Guidry played in 25 career games with 14 starts, finishing with 49 receptions for 827 yards and eight touchdowns for the Bulldogs. He graduated from MSU in December 2019 with a degree in interdisciplinary studies.

===Statistics===

| Year | Team | Games | Receiving |  |  |  |
| Rec | Yards | Avg | TD |
| 2018 | Mississippi State | 13 | 19 | 440 | 23.16 | 3 |
| 2019 | Mississippi State | 12 | 30 | 387 | 12.9 | 5 |
| Career |  | 25 | 49 | 827 | 16.88 | 8 |

==Professional career==

Pre-draft measurables
| Height | Weight | Arm length | Hand span | Wingspan | 40-yard dash | 10-yard split | 20-yard split | 20-yard shuttle | Three-cone drill | Vertical jump | Broad jump |
| 6 ft 3 in (1.91 m) | 201 lb (91 kg) | 32+3⁄4 in (0.83 m) | 9+1⁄8 in (0.23 m) | 6 ft 6+7⁄8 in (2.00 m) | 4.47 s | 1.56 s | 2.65 s | 4.46 s | 7.31 s | 34 in (0.86 m) | 10 ft 5 in (3.18 m) |
All values from NFL Combine

===Dallas Cowboys===
Guidry was signed as an undrafted free agent by the Dallas Cowboys after the 2020 NFL draft. In response to the COVID-19 pandemic, Guidry was one of 66 NFL players and one of 3 Cowboys players along with Maurice Canady and Jamize Olawale, to opt out of the 2020 NFL season. He did not receive the $150,000 stipend that the NFL gave to veteran players with no health risk, but was able to keep his $10,000 signing bonus. The Cowboys retained his player rights.

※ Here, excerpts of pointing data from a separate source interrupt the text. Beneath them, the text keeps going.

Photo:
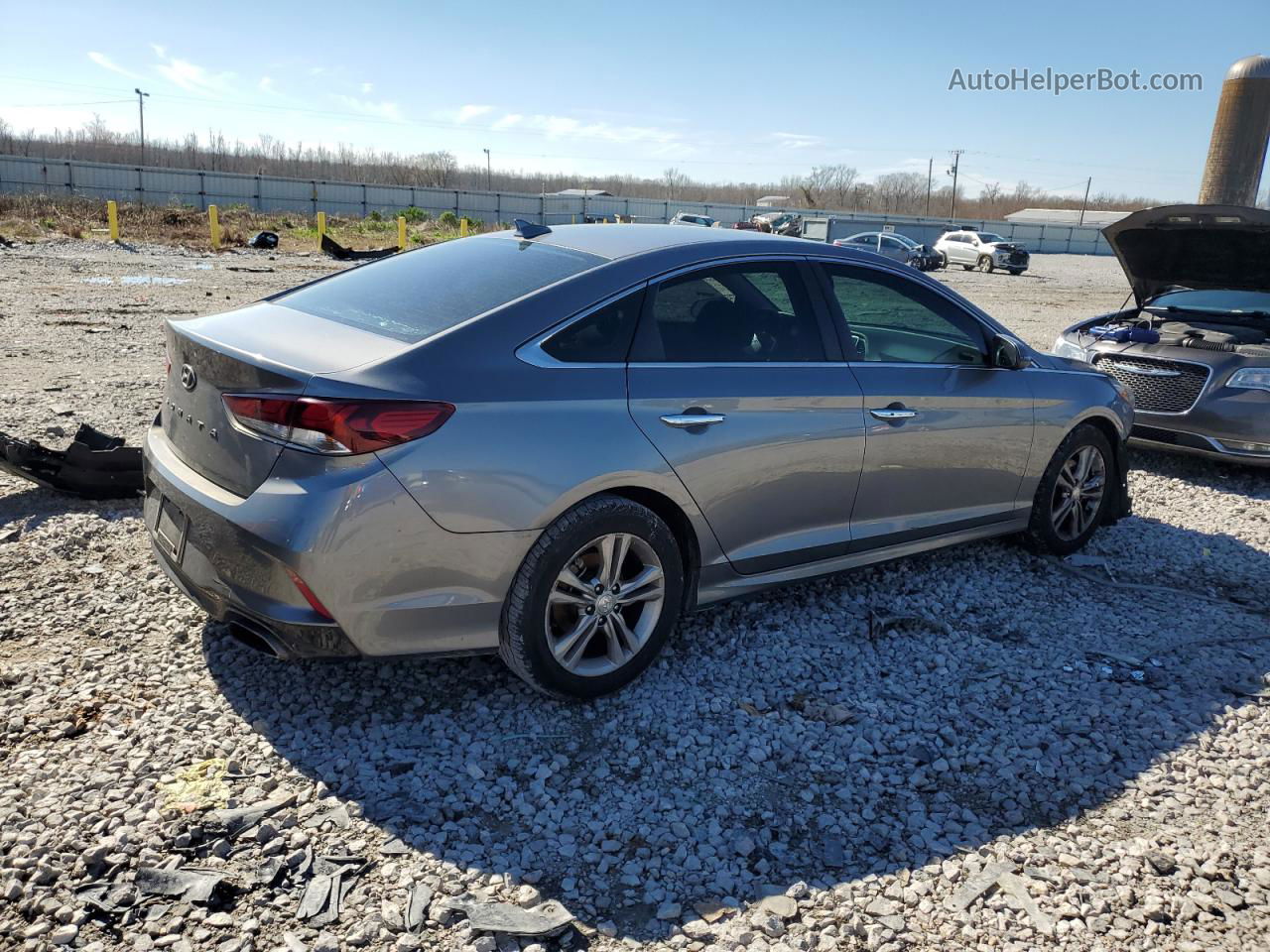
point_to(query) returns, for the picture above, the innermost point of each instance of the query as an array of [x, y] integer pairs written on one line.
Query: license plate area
[[171, 529]]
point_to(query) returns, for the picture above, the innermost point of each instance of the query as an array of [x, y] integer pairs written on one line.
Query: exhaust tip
[[255, 638]]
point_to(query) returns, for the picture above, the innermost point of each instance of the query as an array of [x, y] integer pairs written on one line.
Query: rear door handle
[[683, 421], [893, 413]]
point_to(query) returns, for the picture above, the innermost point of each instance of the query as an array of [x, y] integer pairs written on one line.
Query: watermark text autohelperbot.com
[[1057, 81]]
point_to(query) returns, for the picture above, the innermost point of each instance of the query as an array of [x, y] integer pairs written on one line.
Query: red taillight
[[314, 602], [336, 426]]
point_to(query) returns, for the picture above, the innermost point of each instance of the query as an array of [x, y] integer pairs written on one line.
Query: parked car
[[982, 250], [780, 223], [699, 221], [552, 443], [898, 248], [1196, 345]]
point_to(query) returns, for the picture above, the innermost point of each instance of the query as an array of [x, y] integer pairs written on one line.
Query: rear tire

In 2021, he returned to the team, but missed parts of the organized team activities and rookie minicamp with an injury. On June 11, he was waived/injured before the start of training camp and was placed on the injured reserve list on June 15. On July 19, 2021, Guidry was waived from injured reserve.

===Orlando Guardians===
Guidry was selected by the Orlando Guardians in the third round (20th overall) of the 2023 XFL draft. He signed a contract with the team on July 19, 2023. He appeared in one game, making 2 receptions for 2 yards. The Guardians folded when the XFL and USFL merged to create the United Football League (UFL).